Open AI Assistants : how to get the token count?

Hi there,

I would like to create a platform where users can setup an OpenAi Assistant and then use it to create threads.

I would like to retrieve the token consumption of each API call that the user makes so I can charge him/her accordingly.

I don’t seem to find any mention of this anywhere. Looks like it’s only available when using Completions.

I’ve looked at the headers of my requests, no field concerning token consumption.

Do you guys know how I can get this information through API calls? Thank you

2 Likes

You could use a platform like langfuse or for just the tokens of text you can use the tokenizer from openai.

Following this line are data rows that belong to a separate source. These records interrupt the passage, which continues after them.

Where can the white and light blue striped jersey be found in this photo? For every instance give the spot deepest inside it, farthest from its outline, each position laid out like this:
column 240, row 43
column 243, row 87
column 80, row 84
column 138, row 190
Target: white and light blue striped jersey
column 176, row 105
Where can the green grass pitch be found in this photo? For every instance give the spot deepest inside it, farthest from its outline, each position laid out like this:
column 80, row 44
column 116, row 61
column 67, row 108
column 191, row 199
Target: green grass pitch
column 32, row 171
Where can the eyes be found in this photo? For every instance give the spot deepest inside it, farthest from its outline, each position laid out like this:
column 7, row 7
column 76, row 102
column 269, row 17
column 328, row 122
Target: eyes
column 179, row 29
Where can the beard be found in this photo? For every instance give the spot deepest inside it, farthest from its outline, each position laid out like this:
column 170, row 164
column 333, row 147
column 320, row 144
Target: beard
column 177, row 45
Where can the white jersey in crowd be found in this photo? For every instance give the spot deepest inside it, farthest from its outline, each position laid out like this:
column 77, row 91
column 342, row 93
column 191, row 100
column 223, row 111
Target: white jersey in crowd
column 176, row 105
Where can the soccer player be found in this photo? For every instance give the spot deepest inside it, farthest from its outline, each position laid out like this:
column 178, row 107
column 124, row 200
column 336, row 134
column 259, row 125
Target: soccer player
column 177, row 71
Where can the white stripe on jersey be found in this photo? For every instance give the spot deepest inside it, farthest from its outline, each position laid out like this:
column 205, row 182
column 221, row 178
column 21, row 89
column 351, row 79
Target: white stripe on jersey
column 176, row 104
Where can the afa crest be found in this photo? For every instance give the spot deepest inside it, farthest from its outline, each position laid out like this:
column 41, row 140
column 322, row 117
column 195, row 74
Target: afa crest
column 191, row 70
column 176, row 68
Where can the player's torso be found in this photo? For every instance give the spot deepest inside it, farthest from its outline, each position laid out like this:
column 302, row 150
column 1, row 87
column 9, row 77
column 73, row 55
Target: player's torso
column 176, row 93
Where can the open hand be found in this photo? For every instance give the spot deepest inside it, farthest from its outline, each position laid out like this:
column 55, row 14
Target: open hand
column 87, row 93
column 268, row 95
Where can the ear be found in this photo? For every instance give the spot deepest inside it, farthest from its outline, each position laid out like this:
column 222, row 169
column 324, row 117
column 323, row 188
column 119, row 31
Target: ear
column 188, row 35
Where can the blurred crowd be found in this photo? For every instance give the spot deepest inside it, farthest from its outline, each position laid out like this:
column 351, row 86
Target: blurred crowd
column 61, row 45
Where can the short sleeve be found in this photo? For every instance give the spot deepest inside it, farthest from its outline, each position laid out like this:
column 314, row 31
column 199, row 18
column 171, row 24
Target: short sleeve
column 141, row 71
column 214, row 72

So I would need to make an API call for each API call I make? Is there not a way for each API call to return the token consumption as well ?

I am not sure about the exact use of both. But the Tokenizer is just a lokal programm you can call without api. And as i understand it, langfuse is like a api layer between you and OpenAI.

Using langfuse seems like a lot of work only to retrieve a token amount. The problem is that OpenAI assistants are still on Beta so not finished. But no way if they’re planning on returning the token consumption…

1 Like

Short answer is that you can’t really predict the token usage at the moment, particularly when using functions or the available tools (retrieval, code interpreter).

This has been widely requested but as far as we know, there has been no improvement on the Assistants API since its initial beta launch on November.

Also, the tool itself has been widely replicated. I’d encourage you to build something that goes beyond a UI for the assistant API.

Best of luck,

2 Likes

No way for getting it through API calls
The way I’ve been doing it is just counting tokens and simulating the completion calls lifecycle, and it’s close enough

1 Like

Thanks Jorge, I think I’ll wait till they improve this part. Thanks for your help anyway :wink:

1 Like

Assuming you are following the steps outlined here on how to use the Assistants API, the following method should work for you!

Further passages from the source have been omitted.